La periodista de este periódico, Victoria Fernández, se refirió al solar de Mesones, 26 como el «solar de los tristes destinos», por estar condenado a pasar de mano en mano a lo largo de los siglos.

La cadena Woolworth compró el solar e inauguró, en 1973, en una mole de edificio, unos grandes almacenes que apenas tuvieron tiempo de consolidarse en la ciudad. En 1980 la cadena cerró todas sus tiendas en España y el edificio fue adquirido en 1985 por Diputación. Al parecer rondaba entre sus paredes el fantasma del padre Benito, el último cura de aquella antigua iglesia del s. XVI.

Tras casi una década abandonado, el edificio se destinó a sede del Catastro.

El barrio de La Magdalena

Aquel arrabal del Arenal, que tomó el nombre de la parroquia en torno al que fue construido, progresó a lo largo de los siglos XVI y XVII. Para Francisco Sánchez-Montes aquel era un «lugar de trasiego poblacional, donde existía el mayor número de mesones de Granada, donde llegaba la compra venta y todos los individuos que pasaban por Granada para establecer redes comerciales. Donde paso a paso se va configurando una línea de expansión hacia la vega, cada vez más amplia, trazando calles que ya no eran de la red islámica si no de gusto rectilíneo hasta llegar a conformar un barrio que ya es cristiano y castellano».

Plano del barrio de La Magdalena hacia 1.700 trazado por Francisco Sánchez-Montes

Plano del barrio de La Magdalena hacia 1.700 trazado por Francisco Sánchez-Montes

El profesor destaca también varios aspectos singulares en este barrio: sus mesones «modestas posadas para los comerciantes en tránsito por la ciudad» que servían también de almacén, de alojamiento y, en ocasiones, de mercado al por mayor. En ellos trabajaban siervos, esclavos y criados «Tenemos documentados muchos de sus nombres. En la calle Mesones, estaba el de las Campanas, de la Estrella, de la Cruz, de la Sierpe, el del León... en Puerta Real estaba el Mesón de los Puentes y en la calle Tablas, el de La Espada».

Otro elemento peculiar eran los corrales de vecinos, ‘casas de vecinos’ con habitaciones en alquiler para las familias.

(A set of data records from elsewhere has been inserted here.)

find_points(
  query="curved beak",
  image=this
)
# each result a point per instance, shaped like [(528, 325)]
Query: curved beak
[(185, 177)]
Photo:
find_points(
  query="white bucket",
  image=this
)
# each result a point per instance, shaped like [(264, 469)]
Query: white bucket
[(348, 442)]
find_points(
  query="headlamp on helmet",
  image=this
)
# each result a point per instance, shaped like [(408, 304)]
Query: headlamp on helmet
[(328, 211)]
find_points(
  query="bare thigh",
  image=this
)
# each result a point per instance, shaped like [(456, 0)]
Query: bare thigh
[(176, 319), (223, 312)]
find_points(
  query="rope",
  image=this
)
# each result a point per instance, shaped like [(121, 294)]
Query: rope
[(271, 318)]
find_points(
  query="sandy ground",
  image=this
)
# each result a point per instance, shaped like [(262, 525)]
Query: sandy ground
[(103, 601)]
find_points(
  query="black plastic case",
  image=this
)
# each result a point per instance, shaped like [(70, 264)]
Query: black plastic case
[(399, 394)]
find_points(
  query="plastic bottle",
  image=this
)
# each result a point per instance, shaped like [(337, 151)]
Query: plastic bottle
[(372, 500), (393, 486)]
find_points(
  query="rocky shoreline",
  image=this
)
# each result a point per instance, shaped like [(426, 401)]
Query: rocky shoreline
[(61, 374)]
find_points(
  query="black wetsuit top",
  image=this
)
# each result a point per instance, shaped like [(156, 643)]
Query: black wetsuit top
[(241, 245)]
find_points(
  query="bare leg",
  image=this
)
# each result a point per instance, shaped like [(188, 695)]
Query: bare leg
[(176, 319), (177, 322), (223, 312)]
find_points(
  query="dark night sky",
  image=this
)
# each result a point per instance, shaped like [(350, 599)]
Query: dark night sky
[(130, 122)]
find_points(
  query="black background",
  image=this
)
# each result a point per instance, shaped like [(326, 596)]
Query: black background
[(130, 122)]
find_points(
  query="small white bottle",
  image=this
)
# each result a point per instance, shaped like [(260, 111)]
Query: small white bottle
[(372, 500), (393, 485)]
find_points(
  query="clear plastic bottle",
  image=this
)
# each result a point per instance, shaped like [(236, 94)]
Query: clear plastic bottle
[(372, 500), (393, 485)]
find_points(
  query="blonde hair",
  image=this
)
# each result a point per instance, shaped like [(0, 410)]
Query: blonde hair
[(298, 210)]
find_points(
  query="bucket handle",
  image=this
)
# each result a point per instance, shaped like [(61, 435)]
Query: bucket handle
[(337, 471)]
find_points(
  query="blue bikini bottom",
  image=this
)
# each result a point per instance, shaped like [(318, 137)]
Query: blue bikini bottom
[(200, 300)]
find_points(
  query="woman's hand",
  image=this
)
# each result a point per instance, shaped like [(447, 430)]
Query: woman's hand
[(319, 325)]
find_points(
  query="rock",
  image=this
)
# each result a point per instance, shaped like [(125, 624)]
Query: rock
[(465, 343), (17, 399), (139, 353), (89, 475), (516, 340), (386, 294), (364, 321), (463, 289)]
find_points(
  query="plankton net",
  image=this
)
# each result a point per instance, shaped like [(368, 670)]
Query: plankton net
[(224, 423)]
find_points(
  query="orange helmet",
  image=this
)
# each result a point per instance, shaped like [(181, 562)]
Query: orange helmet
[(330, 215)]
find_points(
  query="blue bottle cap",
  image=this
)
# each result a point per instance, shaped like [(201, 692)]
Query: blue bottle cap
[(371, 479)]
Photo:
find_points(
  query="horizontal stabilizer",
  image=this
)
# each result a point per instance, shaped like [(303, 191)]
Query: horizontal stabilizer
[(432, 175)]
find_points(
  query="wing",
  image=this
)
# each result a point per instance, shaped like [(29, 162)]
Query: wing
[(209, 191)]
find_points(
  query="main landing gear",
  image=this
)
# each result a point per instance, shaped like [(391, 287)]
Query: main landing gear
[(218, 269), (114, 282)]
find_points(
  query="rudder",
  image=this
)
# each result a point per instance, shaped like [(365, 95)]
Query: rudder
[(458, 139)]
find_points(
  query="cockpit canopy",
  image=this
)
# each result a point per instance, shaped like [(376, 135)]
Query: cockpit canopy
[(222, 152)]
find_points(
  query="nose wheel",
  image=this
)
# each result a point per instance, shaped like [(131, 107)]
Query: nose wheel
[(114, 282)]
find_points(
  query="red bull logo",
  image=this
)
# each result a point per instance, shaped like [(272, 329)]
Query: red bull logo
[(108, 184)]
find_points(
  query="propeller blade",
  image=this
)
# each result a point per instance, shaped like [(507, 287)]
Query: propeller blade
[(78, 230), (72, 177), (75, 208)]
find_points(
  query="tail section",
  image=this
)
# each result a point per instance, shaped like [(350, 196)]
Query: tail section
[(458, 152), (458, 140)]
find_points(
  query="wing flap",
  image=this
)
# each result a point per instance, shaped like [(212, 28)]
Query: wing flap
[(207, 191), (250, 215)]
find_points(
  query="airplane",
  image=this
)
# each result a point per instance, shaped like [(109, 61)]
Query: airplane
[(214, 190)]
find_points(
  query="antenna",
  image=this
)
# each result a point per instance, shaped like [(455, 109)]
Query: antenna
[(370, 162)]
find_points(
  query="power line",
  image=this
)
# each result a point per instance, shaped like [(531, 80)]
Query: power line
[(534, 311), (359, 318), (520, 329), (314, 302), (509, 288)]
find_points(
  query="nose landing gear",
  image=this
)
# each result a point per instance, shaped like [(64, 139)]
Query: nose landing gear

El Corral de Palomares, el de Navarrete, en la calle Moral, o el de Adara, en la calle Ángel, son algunos ejemplos. También había en el barrio importantes grupos conventuales, como el desaparecido convento de la Trinidad o el de Gracia, un Corral de Comedias, las alhóndigas Zayda y la del Trigo y casas nobiliarias, como el Palacio de los Condes de Luque, actual sede de la Facultad de Interpretación.

Su población era también heterogénea, desde «cristianos viejos a taberneros franceses; de la Vega procedían trabajadores agrícolas asentados en las huertas de jurisdicción de la parroquia (Faragüi, Cañaveral…), existían artesanos de cuyos oficios quedan el dédalo de calles del norte del barrio ‘de caldereros’, ‘zapateros’, ‘cuchilleros’..., también había prostitutas (la Mancebía era colindante al barrio), personas de la picaresca, de las tabernas, etc».

A partir del s XIX, hubo que adaptar este espacio a las necesisades del comercio moderno esto «ha modificado el espacio y ahora cuesta más trabajo reconocer la historia», concluye el profesor.

Para aprender más

He aprendido mucho sobre el barrio de La Magdalena después de una conversación con el profesor Francisco Sánchez-Montes pero he consultado también varios libros y artículos que me han permitido poner en contexto la historia de esta iglesia y del barrio.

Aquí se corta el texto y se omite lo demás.